Although this age group was generally at very low risk of serious illness from coronavirus, “a very small number of children who get infected do develop severe disease”, it added.

The JCVI said: “Latest evidence suggests that offering the vaccine ahead of another potential wave will protect this very small number of children from serious illness and hospitalisation, and will also provide some short-term protection against mild infection across the age group.”

In December, the JCVI recommended a Covid vaccine be offered to five- to 11-year-olds whose health placed them at particular risk should they catch coronavirus, or who lived with immunosuppressed family members. The rollout began in February.

However, the JCVI has been viewed as cautious by international standards in declining until now to recommend the jab for all aged 5-11 despite surging infections in primary schools.

It is almost two months since the Medicines and Healthcare products Regulatory Agency, the UK regulator, ruled the paediatric Covid vaccine made by BioNTech and Pfizer was safe and effective.

One of the first countries to approve a Covid vaccine for under-12s was the US, which gave the go-ahead in early November.
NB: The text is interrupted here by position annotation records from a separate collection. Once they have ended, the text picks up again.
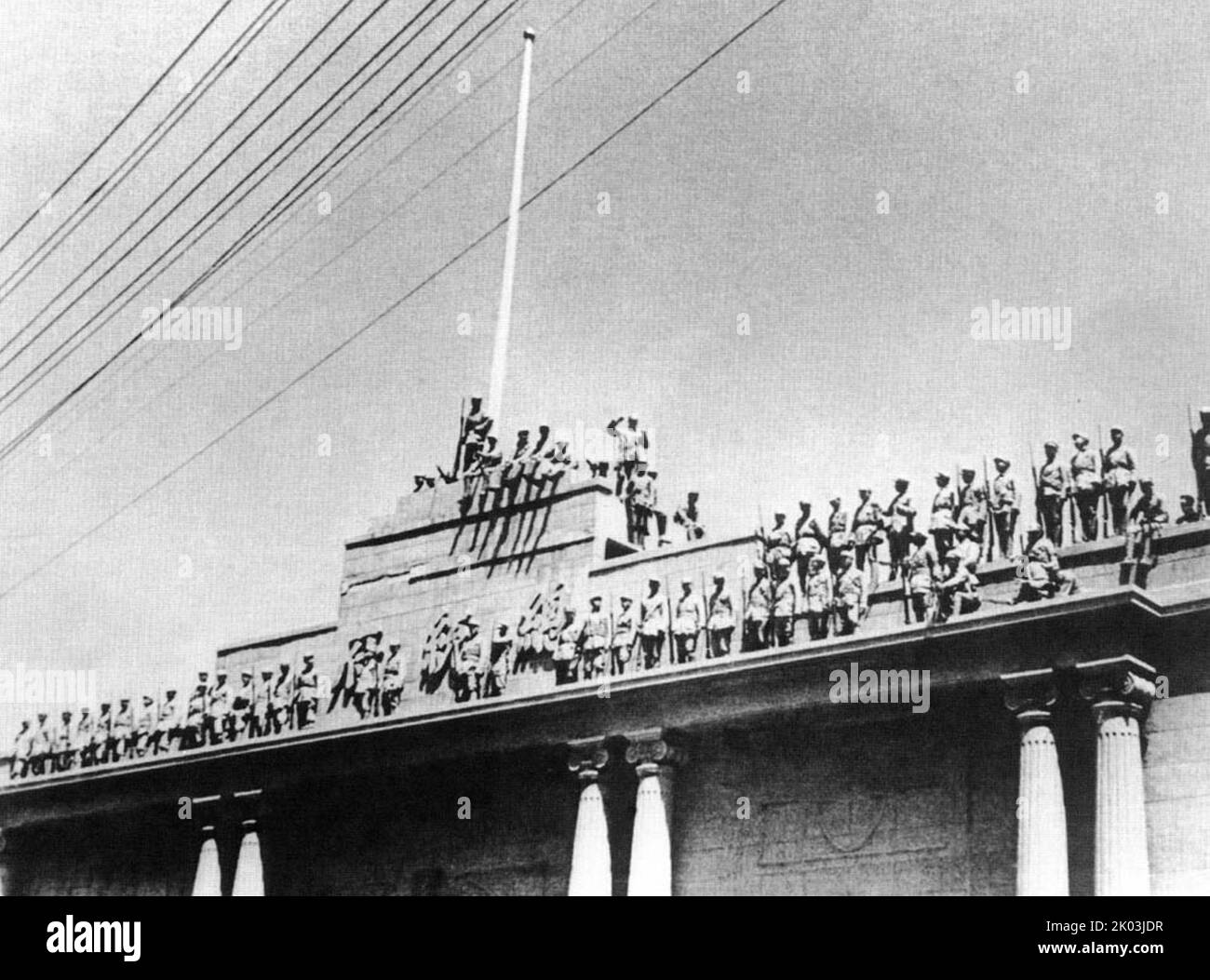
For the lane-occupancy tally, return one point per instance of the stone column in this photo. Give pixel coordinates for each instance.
(1120, 698)
(652, 853)
(208, 879)
(1041, 812)
(592, 870)
(249, 876)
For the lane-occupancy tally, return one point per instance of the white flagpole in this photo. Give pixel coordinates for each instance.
(504, 319)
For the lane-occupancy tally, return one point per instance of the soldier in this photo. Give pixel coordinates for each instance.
(785, 606)
(475, 430)
(809, 541)
(467, 674)
(105, 734)
(1202, 460)
(838, 532)
(957, 593)
(850, 596)
(632, 444)
(625, 637)
(22, 745)
(168, 725)
(720, 622)
(594, 641)
(817, 597)
(567, 652)
(392, 680)
(899, 520)
(1144, 523)
(282, 702)
(758, 611)
(652, 625)
(222, 718)
(196, 718)
(1053, 492)
(777, 544)
(686, 517)
(688, 622)
(501, 654)
(64, 753)
(86, 737)
(144, 726)
(122, 730)
(1085, 485)
(306, 693)
(867, 525)
(1118, 473)
(920, 575)
(1005, 506)
(942, 523)
(243, 712)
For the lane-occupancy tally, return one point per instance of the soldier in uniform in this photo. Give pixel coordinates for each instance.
(168, 725)
(945, 503)
(785, 606)
(632, 444)
(196, 715)
(652, 625)
(1201, 458)
(1085, 485)
(850, 594)
(1118, 473)
(594, 644)
(720, 621)
(64, 753)
(221, 720)
(1005, 506)
(306, 693)
(475, 430)
(567, 653)
(957, 593)
(758, 611)
(817, 599)
(899, 520)
(501, 653)
(920, 575)
(1144, 523)
(688, 622)
(86, 737)
(144, 726)
(686, 517)
(467, 674)
(809, 541)
(625, 636)
(867, 525)
(243, 713)
(1053, 494)
(1190, 513)
(838, 532)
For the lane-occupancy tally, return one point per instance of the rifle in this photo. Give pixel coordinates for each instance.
(461, 440)
(988, 523)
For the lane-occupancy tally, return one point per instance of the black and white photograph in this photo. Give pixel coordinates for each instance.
(605, 448)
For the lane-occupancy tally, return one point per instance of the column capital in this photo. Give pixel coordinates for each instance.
(587, 758)
(1029, 694)
(652, 750)
(1117, 688)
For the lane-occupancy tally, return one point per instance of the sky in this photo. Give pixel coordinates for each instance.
(775, 269)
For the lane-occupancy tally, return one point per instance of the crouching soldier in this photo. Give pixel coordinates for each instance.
(720, 622)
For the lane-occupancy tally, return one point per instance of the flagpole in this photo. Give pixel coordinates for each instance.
(504, 319)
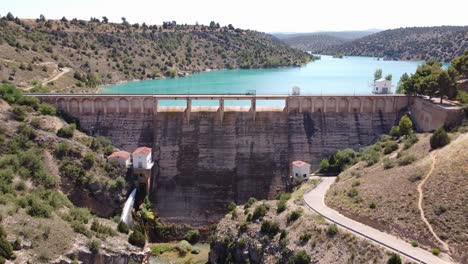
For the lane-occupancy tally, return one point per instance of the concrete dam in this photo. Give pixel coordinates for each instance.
(206, 157)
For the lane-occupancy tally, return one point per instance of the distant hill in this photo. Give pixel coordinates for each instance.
(314, 43)
(96, 52)
(414, 43)
(319, 41)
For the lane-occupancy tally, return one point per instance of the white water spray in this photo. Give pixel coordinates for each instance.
(126, 216)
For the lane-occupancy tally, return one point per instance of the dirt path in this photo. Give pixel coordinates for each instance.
(421, 210)
(315, 200)
(56, 77)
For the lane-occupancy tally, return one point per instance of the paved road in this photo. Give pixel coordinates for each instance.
(315, 201)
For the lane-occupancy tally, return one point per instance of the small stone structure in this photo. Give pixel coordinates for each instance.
(300, 170)
(382, 86)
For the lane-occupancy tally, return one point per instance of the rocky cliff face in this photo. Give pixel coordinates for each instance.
(204, 164)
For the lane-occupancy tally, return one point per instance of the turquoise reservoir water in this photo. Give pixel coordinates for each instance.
(350, 75)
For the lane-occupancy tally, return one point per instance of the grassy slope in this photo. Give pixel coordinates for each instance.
(118, 53)
(46, 238)
(418, 43)
(322, 248)
(393, 191)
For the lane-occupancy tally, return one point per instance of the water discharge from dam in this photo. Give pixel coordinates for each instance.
(206, 157)
(126, 216)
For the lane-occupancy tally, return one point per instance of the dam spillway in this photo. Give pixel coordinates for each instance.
(206, 157)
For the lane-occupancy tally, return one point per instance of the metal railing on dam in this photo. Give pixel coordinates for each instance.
(148, 103)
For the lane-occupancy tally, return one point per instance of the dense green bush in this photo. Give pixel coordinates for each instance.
(192, 236)
(122, 228)
(299, 257)
(102, 229)
(67, 132)
(293, 216)
(94, 245)
(439, 139)
(270, 228)
(332, 230)
(390, 146)
(20, 112)
(137, 238)
(260, 211)
(88, 160)
(47, 109)
(405, 126)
Children in EU member states including Denmark, France, Italy and Spain have also been able to have the jab since last year.

Professor Wei Shen Lim, chair of Covid-19 immunisation at the JCVI, said the committee had “carefully considered the potential direct health impacts of vaccination and potential indirect educational impacts”.

He added that other important childhood vaccinations, such as that against measles, mumps and rubella, had fallen behind due to the pandemic, saying: “It is vital these programmes continue and are not displaced by the rollout of the Covid-19 vaccine to this age group.”